Mohammad Mushtuq Husain, former Chief Scientific Officer at the Institute of Epidemiology Disease Control and Research (IEDCR), told Prothom Alo, “The World Health Organization has stated in its own research that the global death toll from COVID-19 is likely three times higher than reported figures. The icddr,b study is important and brings us closer to the truth. The government does not count deaths from indirect causes, so the official numbers remain lower and underreported."
The researchers form icddr,b collected data on COVID-era deaths in Sitakunda upazila of Chattogram district between February and June 2021. The research team gathered information from 25,669 households. Their focus was to record the number of deaths in these households across three years—2018, 2019, and 2020—along with the ages of the deceased. Of these, 2020 was the year marked by the COVID-19 pandemic.
Data analysis revealed that there were 493 deaths among these households in 2018 and 494 in 2019—just one more than the previous year, a difference statistically insignificant.
However, the number of deaths rose sharply in 2020. That year, 761 deaths were recorded in these households, 267 more than the previous year.
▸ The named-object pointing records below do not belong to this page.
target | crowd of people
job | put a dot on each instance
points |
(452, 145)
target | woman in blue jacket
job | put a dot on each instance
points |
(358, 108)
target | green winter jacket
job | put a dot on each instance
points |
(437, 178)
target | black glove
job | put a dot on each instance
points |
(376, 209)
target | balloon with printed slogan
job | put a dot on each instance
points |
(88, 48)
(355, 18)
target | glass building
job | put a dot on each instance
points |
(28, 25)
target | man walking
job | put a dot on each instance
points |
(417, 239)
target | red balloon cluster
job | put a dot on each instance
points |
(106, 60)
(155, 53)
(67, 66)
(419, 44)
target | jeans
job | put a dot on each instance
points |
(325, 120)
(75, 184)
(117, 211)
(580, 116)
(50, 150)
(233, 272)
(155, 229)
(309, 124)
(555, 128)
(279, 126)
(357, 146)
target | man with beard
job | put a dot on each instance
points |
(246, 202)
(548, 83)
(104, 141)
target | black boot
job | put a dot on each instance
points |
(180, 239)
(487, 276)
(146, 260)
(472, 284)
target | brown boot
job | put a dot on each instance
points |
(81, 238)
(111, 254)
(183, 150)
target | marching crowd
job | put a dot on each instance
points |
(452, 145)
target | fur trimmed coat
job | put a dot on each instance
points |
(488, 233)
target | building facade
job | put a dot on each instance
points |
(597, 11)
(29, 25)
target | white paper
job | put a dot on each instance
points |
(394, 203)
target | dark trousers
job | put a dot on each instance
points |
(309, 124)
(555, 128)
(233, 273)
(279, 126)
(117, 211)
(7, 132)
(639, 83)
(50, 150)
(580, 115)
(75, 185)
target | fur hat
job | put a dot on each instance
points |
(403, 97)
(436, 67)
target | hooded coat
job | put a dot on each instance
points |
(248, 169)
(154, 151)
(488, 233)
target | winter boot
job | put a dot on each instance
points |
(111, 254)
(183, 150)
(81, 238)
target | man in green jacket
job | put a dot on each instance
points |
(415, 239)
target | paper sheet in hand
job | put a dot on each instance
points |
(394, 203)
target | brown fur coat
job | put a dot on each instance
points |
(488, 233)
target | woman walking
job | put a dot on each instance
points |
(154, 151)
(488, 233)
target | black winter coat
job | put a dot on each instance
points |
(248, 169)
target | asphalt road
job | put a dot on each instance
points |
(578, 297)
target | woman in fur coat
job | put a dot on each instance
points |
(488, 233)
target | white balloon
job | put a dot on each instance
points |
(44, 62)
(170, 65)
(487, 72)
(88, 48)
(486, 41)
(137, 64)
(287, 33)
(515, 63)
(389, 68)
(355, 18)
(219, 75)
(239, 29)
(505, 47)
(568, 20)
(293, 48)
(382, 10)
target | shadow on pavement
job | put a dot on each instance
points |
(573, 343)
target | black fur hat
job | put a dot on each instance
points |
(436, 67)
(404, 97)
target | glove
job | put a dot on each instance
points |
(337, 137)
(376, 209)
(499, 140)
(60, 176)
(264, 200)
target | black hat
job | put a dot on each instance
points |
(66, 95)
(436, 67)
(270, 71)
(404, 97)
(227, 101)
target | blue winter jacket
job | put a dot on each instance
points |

This marks a 54 per cent increase in deaths in 2020 compared to the average of the previous two years in Sitakunda.
At the end of 2020, the local health department reported only eight confirmed COVID-19 deaths in Sitakunda, with an additional 15 deaths exhibiting COVID-like symptoms.
The study based on Sitakunda was led by Anika Tasnim Hossain, an Associate Scientist at the Maternal and Child Health Division of icddr,b.
Anika Tasnim told Prothom Alo, “We tried to account for both direct and indirect causes of death. Our findings suggest that deaths also increased due to pandemic-related factors. People could not leave their homes, they feared going to hospitals, and many did not receive timely treatment. These issues contributed to the higher death toll.”
Records kept at graveyards are one of the means to know the death toll. Graveyards come under pressure when deaths rise suddenly. Considering this, icddr,b scientists and researchers also collected and analysed data from graveyards to assess pandemic mortality.
They selected the following six graveyards under Dhaka North City Corporation for their study: Uttara Sector 12 graveyard, Uttara Sector 14 graveyard, Uttara Sector 4 graveyard, Banani graveyard, Rayerbazar graveyard, and Mirpur Intellectual graveyard.
Of these, Banani graveyard, established in 1974, is the oldest, while Uttara Sector 14 graveyard, established in 2019, is the newest.
Researchers gathered data on 102,754 deaths from these six graveyards. Among these, 32,108 deaths occurred between 1974 and 2000, while the remaining 70,585 occurred between 2001 and 2023. For their study, they analysed the 70,585 deaths that took place between January 2001 and December 2023.
Their analysis showed that, compared to 2018–19, burials in these six cemeteries increased by 69 per cent in 2020. In 2023, the burial rate was still 31 per cent higher than in pre-pandemic years.
Researchers believe that this excess mortality during the pandemic period was due to COVID-19, although these numbers did not appear in official government statistics.
Ahmed Ehsanur Rahman, an icddr,b scientist and a member of the Health Sector Reform Commission who was involved in both studies, told Prothom Alo, “Although our studies were small in scale, the findings point to an urgent need for a strong death registration system in Bangladesh.
Every death matters, and it is essential to account for each one. The COVID-19 pandemic has left behind a tragic legacy of unregistered deaths. Now is the time to confront the true figures of mortality.”